Fantastic Four may not be as exciting or fun as most of the recent Marvel Cinematic Universe productions, but it gives you small things to appreciate, like a villain who is genuinely unafraid to kill, a story that doesn't present world destruction and salvation as pressing and inevitable, and a small cast enabling you to get well-acquainted with them. These characters are not treated to wildly revisionist interpretations, but they are given humanity and that design enables the movie to feel a bit different from "just another superhero movie."
I'm not sure why the movie is being hammered by critics so vigorously, but I do expect that to impact the box office numbers, which are sure to be beneath Marvel's newest in-house movies and most likely beneath what Fox wants to see. This appears to be the worst-reviewed big-budget movie since The Last Airbender and that still managed to gross over $100 M domestic and $300 M worldwide. Based on the buzz, Fox would probably be relieved to see this latest Four perform in line with their two previous ones.
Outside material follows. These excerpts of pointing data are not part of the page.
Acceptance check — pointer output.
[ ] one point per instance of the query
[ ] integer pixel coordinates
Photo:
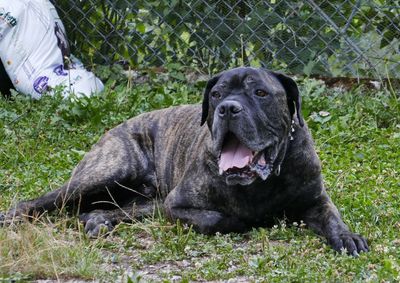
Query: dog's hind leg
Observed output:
(115, 163)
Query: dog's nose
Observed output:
(229, 108)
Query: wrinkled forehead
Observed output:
(245, 76)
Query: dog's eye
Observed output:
(261, 93)
(216, 95)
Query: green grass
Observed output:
(357, 135)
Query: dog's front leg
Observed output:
(325, 219)
(186, 206)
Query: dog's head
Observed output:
(249, 112)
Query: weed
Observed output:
(356, 134)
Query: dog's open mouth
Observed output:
(239, 160)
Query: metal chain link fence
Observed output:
(357, 38)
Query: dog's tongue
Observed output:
(234, 154)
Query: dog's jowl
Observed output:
(242, 159)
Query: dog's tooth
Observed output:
(261, 161)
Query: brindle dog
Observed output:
(252, 162)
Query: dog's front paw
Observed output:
(352, 243)
(96, 225)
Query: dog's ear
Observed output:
(206, 100)
(293, 95)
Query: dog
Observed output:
(241, 159)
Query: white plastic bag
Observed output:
(32, 48)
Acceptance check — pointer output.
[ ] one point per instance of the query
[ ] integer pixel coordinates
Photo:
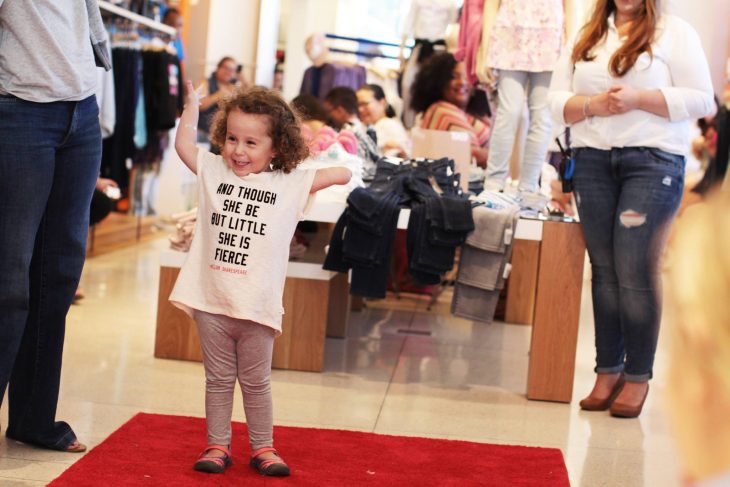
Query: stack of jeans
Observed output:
(484, 259)
(363, 236)
(436, 227)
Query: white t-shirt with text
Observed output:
(238, 259)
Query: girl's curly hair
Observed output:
(284, 129)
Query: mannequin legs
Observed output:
(513, 89)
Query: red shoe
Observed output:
(212, 464)
(273, 467)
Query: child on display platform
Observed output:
(251, 197)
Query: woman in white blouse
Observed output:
(628, 88)
(373, 109)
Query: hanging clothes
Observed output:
(119, 147)
(470, 35)
(319, 80)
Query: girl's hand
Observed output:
(192, 97)
(622, 99)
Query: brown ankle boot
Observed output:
(592, 403)
(621, 410)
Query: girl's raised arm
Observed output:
(187, 132)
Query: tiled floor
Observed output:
(463, 381)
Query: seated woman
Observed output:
(373, 109)
(443, 95)
(310, 110)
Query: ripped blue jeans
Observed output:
(627, 199)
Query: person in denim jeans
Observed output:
(629, 87)
(50, 150)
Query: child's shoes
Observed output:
(213, 464)
(273, 467)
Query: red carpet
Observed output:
(159, 450)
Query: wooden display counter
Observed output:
(544, 290)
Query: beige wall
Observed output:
(221, 28)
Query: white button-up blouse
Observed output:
(678, 68)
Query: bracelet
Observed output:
(587, 107)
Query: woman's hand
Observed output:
(599, 105)
(622, 99)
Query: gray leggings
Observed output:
(237, 348)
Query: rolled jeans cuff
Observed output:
(637, 377)
(609, 370)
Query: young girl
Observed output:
(250, 199)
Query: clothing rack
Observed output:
(367, 42)
(140, 19)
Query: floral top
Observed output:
(527, 35)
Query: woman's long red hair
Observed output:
(639, 39)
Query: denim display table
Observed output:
(544, 291)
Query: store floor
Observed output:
(402, 370)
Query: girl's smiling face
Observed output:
(248, 148)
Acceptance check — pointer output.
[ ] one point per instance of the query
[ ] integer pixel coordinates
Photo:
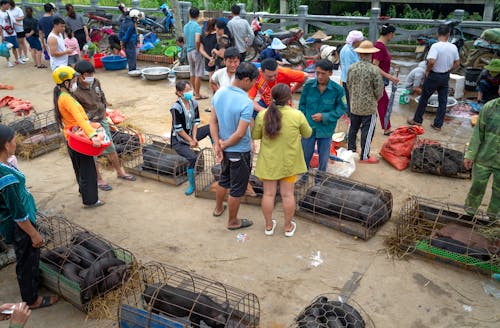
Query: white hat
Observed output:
(277, 44)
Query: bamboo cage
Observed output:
(342, 204)
(160, 295)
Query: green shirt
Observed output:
(484, 145)
(331, 104)
(282, 156)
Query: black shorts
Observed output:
(235, 172)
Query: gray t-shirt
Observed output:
(76, 23)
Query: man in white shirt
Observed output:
(442, 58)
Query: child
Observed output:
(72, 43)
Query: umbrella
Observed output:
(391, 101)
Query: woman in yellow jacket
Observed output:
(70, 113)
(280, 157)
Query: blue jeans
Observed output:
(323, 150)
(439, 82)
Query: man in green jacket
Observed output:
(483, 156)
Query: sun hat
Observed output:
(366, 47)
(277, 44)
(493, 66)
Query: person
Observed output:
(32, 36)
(483, 157)
(128, 38)
(75, 22)
(273, 51)
(323, 102)
(442, 58)
(192, 35)
(18, 223)
(348, 57)
(68, 112)
(240, 31)
(229, 128)
(8, 32)
(270, 75)
(186, 132)
(382, 59)
(18, 16)
(20, 315)
(488, 85)
(366, 86)
(415, 79)
(208, 43)
(89, 94)
(281, 157)
(72, 43)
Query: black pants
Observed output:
(367, 125)
(185, 151)
(27, 261)
(86, 176)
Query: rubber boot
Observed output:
(190, 189)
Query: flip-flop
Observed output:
(105, 187)
(127, 177)
(219, 214)
(245, 223)
(45, 302)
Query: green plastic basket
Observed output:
(423, 246)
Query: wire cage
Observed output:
(439, 158)
(160, 295)
(335, 311)
(447, 232)
(343, 204)
(156, 160)
(208, 174)
(80, 265)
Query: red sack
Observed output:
(397, 148)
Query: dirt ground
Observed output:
(158, 222)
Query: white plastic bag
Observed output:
(344, 169)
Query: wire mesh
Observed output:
(343, 204)
(439, 158)
(333, 311)
(449, 233)
(79, 265)
(160, 295)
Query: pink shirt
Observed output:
(73, 45)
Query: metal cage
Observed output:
(343, 204)
(333, 310)
(208, 173)
(79, 265)
(160, 295)
(447, 232)
(439, 158)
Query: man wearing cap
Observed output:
(488, 84)
(322, 101)
(270, 75)
(273, 51)
(366, 87)
(483, 156)
(348, 57)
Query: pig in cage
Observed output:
(343, 204)
(208, 174)
(157, 160)
(80, 265)
(439, 158)
(448, 233)
(333, 311)
(159, 295)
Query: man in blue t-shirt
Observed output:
(229, 128)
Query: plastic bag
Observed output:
(397, 148)
(344, 169)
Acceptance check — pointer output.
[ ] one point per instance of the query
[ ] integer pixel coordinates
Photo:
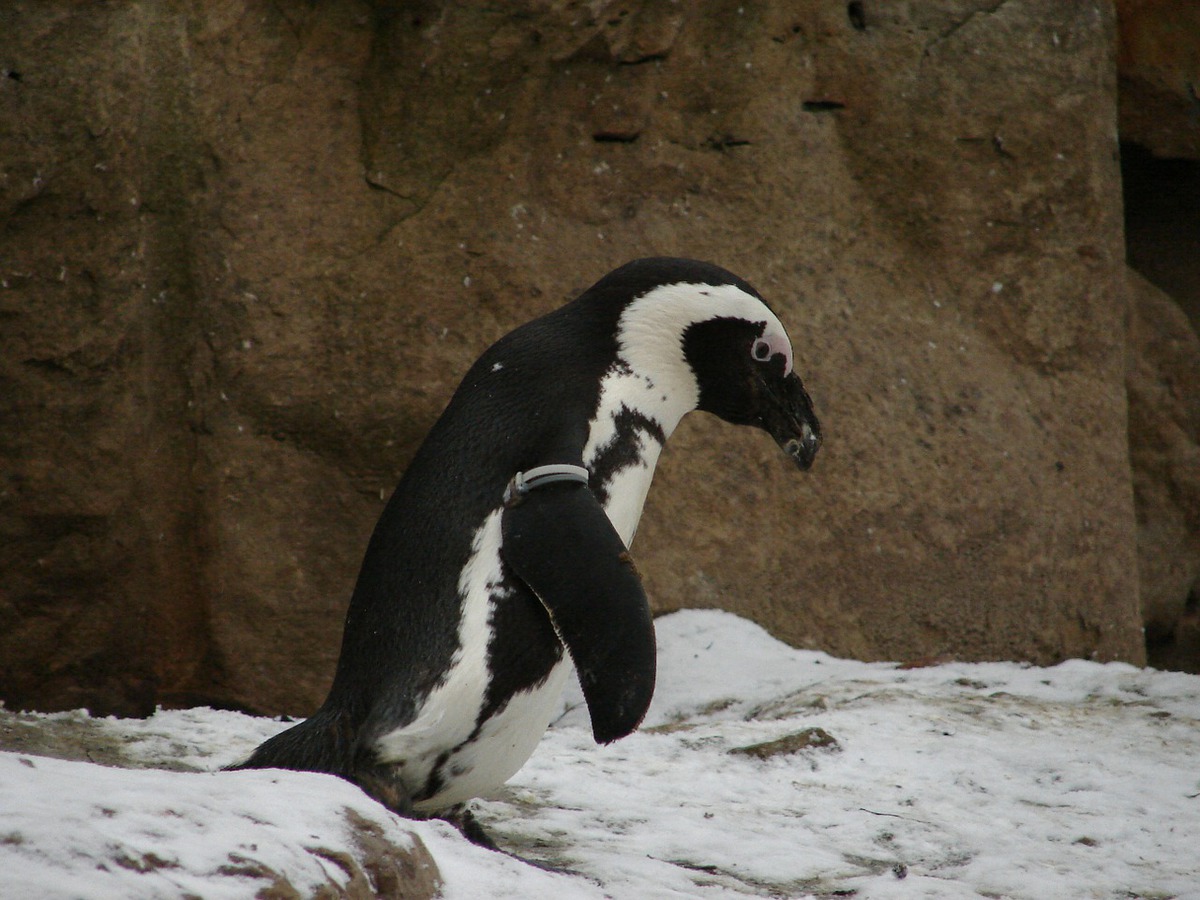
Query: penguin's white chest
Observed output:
(447, 755)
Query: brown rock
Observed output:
(789, 744)
(250, 249)
(1164, 445)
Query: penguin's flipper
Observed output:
(558, 540)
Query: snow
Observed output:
(957, 780)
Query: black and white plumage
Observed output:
(453, 657)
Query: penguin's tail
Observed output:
(327, 743)
(322, 743)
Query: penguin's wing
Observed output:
(558, 540)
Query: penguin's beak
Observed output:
(787, 417)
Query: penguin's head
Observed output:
(709, 339)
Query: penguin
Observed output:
(501, 563)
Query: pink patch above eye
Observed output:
(772, 345)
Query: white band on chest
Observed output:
(540, 475)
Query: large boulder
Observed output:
(250, 249)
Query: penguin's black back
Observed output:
(526, 402)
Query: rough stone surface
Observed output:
(1164, 439)
(250, 247)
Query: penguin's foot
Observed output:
(469, 827)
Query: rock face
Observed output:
(249, 250)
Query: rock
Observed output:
(789, 744)
(251, 247)
(1164, 445)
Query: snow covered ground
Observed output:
(862, 780)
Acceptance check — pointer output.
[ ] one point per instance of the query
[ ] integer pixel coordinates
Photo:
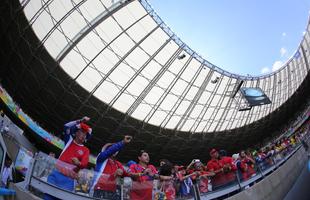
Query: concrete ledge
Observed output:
(277, 184)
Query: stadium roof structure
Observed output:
(120, 64)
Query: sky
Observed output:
(252, 37)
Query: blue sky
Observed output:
(241, 36)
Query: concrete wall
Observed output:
(277, 184)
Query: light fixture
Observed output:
(181, 56)
(215, 80)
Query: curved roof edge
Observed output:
(147, 6)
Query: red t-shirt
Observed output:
(73, 150)
(229, 175)
(214, 165)
(142, 186)
(107, 180)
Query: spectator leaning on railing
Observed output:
(108, 169)
(74, 156)
(143, 175)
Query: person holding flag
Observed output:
(75, 156)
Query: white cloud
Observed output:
(265, 70)
(283, 51)
(277, 65)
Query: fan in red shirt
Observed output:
(108, 169)
(246, 165)
(216, 165)
(199, 172)
(229, 168)
(143, 175)
(74, 156)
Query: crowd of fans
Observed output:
(142, 180)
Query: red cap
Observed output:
(213, 151)
(85, 128)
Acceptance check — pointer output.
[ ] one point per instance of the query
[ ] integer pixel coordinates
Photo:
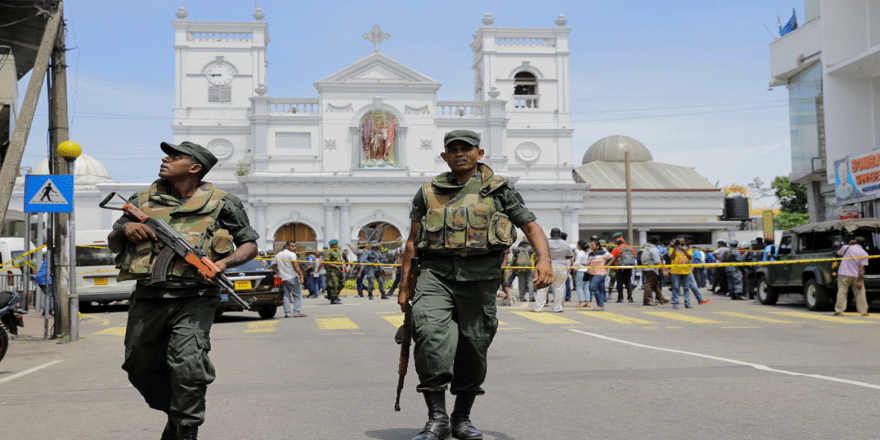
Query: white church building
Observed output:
(346, 163)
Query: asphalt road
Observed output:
(725, 370)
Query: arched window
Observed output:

It's curious why the Four are having such a difficult time in film. Team superhero movies, like X-Men and Guardians of the Galaxy, have been embraced. The Incredibles, arguably the greatest superhero movie ever made, succeeds with a very similarly-endowed family of four. A number of Lee's subsequent creations of comparable tone have been brought to film tastefully and to moviegoer and critical acclaim.
Nothing I can say would have the same impact as the skepticism that has brewed for over a year and the fresh vitriol from embargo-defying reviews. Admittedly, there are not many superhero movies I would speak ill of, not even the unloved first two Fan Four movies. But I can't in good conscience add my voice to the choir of discontent. I found this reboot consistently entertaining and a slight yet welcome departure from other superhero origin tales.